In summary, I personally, believe, the war in Afghanistan, much the same as the wars in Iraq and Vietnam, all, individually and combined have been nothing short than a waste of lives and a waste of taxpayers’ money, with nothing to show for despite it all. I will not hide my feelings of resentment for the denigrating, disparaging, and vilifying games that our politicians and policymakers from both sides of the aisle have dared play over the years while engaging us in these wars; in these exercises in futility at the expense of the thousands of Americans who have lost their lives, who have been maimed or mutilated, both physically and emotionally as a result of the war games that our men and women in Washington have played for their own self-serving interest as they climbed their political ladders -as they sought to be re-elected in their dirty roles pretending to defend the national interests of this nation and those of every American.

In closing, dear friends, followers, fellow-Americans, on behalf of all who have died in America’s useless wars; on behalf of the families, relatives, friends of all who have perished fighting these wars, a byproduct of men, who, like Joe Biden, epitomize, embody and personify the essence of the worse this great country has to offer; the very worse of what politics and politicians are all about, I beg you all to please join-in an effort to redeem this great nation from the hurt, the physical and emotional damage that men like Joe Biden have caused to this great nation.

In the person of Joe Biden and this administration you find the absolute worse of what America and Americans can expect from their government.

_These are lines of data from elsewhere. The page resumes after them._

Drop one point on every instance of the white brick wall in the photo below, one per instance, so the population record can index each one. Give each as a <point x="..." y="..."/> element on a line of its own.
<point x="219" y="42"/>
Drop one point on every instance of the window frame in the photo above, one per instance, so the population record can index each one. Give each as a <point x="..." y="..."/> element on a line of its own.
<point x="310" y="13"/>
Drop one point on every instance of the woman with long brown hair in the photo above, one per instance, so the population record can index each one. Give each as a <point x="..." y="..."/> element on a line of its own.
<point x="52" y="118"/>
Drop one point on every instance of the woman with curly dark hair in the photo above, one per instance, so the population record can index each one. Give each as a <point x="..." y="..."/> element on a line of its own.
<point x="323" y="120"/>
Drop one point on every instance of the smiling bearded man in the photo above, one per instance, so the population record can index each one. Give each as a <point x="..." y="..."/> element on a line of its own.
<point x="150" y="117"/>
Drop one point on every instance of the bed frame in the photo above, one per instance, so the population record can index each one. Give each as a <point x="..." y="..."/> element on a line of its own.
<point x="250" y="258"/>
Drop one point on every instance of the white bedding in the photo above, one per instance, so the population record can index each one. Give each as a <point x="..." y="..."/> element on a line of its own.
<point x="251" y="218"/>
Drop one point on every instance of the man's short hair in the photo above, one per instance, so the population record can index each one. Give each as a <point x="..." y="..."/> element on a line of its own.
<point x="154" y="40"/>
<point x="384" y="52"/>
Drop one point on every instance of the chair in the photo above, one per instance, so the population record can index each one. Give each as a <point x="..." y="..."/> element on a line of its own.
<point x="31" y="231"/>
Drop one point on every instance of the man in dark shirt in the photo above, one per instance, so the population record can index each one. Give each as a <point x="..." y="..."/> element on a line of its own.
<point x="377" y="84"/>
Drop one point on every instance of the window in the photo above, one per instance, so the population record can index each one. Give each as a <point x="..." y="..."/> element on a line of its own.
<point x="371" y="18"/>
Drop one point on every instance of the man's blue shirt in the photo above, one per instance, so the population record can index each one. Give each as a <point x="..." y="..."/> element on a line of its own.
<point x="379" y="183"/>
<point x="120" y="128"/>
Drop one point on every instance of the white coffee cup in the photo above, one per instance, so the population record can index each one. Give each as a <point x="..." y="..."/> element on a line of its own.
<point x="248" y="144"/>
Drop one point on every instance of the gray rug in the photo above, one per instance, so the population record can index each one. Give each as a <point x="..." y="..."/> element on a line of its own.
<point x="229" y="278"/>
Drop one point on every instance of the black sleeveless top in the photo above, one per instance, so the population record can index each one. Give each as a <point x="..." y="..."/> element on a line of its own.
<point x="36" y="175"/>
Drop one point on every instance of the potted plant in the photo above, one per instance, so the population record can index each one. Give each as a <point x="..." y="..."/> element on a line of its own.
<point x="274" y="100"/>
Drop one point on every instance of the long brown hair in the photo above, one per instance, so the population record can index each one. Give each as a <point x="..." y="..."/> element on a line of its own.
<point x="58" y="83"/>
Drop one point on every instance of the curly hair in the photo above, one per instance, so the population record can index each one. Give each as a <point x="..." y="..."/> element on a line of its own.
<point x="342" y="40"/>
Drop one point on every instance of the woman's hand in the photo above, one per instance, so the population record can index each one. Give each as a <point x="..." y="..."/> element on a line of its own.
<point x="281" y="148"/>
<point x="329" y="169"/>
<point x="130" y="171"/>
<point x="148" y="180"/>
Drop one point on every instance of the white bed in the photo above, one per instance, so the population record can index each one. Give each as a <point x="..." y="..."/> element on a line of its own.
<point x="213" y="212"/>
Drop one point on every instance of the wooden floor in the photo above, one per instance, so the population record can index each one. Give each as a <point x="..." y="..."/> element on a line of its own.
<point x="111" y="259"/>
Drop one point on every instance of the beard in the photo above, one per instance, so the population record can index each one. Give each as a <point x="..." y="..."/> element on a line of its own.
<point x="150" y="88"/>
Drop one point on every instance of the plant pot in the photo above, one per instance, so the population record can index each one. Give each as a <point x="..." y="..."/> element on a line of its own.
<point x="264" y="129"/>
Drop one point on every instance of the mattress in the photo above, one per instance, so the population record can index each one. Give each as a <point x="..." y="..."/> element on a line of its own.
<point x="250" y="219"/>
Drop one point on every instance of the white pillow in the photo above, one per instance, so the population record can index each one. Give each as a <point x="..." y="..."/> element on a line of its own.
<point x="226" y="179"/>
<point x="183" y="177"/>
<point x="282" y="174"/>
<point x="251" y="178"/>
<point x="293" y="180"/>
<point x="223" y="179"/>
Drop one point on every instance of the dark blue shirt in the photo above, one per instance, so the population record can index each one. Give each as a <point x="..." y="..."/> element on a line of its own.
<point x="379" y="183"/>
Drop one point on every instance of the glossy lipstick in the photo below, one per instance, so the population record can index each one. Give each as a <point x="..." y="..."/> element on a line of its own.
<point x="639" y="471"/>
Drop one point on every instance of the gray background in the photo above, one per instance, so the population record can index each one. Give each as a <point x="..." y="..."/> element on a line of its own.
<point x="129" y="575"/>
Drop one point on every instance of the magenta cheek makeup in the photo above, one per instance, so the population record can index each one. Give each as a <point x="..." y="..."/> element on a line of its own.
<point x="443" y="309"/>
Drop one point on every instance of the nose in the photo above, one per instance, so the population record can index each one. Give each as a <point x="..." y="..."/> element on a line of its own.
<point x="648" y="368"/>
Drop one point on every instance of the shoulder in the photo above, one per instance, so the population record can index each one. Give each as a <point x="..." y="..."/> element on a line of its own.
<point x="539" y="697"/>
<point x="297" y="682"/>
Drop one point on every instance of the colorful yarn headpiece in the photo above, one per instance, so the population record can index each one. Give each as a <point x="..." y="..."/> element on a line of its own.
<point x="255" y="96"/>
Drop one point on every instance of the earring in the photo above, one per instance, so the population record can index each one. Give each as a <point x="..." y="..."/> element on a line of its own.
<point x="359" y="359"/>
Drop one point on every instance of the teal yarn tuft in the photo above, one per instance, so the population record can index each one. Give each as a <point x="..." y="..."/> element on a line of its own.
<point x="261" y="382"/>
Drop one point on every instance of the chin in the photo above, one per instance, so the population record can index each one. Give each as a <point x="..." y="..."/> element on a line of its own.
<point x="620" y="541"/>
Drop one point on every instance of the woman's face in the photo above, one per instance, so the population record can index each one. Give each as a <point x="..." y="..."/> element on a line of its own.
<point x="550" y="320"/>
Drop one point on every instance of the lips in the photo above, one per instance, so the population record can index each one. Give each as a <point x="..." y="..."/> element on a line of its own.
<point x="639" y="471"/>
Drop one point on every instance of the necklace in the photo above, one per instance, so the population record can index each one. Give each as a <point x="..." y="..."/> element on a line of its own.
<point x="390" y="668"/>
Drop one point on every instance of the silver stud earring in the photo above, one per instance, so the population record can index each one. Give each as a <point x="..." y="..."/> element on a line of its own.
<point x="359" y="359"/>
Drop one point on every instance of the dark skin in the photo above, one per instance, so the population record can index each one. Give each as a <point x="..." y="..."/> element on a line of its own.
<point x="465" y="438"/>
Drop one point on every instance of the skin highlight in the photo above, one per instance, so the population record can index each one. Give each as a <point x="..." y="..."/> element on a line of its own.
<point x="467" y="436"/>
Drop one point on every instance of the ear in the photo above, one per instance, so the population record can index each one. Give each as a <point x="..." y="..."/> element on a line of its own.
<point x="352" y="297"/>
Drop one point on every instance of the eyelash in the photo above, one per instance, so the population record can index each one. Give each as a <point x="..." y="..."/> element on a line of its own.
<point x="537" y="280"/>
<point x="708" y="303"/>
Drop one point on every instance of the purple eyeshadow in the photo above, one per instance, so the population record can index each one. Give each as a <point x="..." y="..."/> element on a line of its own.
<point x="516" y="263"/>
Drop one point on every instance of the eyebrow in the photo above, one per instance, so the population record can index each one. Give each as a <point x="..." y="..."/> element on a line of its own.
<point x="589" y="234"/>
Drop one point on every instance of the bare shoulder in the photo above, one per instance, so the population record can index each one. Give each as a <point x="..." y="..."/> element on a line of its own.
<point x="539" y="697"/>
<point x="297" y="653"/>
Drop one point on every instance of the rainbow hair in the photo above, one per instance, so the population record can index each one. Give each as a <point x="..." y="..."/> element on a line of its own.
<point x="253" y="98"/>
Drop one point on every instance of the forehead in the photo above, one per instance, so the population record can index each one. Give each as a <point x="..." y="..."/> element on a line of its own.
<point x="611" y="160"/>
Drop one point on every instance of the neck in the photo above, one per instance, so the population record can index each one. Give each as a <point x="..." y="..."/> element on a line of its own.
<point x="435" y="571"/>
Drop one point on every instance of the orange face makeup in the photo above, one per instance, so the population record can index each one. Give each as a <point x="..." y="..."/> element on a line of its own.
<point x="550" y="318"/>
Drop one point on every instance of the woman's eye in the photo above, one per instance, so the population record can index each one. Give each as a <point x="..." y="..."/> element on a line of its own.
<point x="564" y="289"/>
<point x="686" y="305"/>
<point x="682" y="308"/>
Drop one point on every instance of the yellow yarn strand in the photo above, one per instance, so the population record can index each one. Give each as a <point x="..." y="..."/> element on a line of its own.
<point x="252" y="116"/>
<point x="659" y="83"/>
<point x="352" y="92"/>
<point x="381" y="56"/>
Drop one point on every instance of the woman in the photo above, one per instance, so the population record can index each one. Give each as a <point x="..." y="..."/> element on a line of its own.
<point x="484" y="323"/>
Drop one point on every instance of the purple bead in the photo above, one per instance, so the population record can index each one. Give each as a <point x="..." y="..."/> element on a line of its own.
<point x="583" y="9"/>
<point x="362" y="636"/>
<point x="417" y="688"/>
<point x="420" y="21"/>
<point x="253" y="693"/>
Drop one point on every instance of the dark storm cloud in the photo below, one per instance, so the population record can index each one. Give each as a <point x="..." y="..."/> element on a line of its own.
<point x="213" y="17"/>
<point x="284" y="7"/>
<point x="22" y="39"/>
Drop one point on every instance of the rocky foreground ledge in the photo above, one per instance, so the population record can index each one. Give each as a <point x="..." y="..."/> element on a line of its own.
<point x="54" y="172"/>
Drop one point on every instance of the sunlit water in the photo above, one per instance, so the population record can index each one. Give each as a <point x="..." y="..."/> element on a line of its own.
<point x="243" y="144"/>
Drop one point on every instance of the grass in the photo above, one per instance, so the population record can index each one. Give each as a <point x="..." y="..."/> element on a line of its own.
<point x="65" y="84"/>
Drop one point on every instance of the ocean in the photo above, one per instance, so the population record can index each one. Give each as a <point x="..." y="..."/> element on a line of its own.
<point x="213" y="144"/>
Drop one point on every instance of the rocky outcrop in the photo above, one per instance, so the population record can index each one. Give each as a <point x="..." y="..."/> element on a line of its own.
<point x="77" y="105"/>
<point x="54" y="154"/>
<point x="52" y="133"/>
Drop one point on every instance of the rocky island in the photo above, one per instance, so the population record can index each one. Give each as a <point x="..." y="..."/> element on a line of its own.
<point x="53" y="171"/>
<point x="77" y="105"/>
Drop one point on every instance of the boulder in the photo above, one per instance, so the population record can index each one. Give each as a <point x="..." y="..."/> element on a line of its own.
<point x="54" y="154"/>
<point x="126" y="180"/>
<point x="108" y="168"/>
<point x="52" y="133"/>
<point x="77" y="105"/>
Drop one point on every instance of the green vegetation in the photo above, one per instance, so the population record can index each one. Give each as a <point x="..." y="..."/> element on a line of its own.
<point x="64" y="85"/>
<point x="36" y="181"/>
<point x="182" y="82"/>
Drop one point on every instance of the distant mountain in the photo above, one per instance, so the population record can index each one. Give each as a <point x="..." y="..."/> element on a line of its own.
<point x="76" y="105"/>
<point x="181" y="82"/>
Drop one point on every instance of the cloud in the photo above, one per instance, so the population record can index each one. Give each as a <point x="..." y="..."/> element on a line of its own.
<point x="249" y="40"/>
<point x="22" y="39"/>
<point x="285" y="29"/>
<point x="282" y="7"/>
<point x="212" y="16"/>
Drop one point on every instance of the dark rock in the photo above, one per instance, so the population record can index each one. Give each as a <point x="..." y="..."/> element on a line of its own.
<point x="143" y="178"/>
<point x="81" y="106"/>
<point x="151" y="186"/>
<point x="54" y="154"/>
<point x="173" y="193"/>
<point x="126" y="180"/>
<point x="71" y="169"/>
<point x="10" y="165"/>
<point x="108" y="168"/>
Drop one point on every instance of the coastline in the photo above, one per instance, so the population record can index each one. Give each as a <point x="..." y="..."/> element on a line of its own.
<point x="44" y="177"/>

On behalf of the 13 heroes who sacrificed their lives because of Joe Biden, I ask everyone in America to hold Joe Biden and his administration accountable, responsible, liable for the deaths of the Afghanistan heroes, including but not limited to all who will be left behind. On behalf of the 13 noble men and women we lost, on their behalf I ask everyone to join-in to impeach Joe Biden for dereliction of his duties as Commander-In-Chief of our nation – for his unforgivable betrayal to all that our nation stands for. God be with our fallen heroes, their families, relatives, and friends – God bless our glorious United States of America.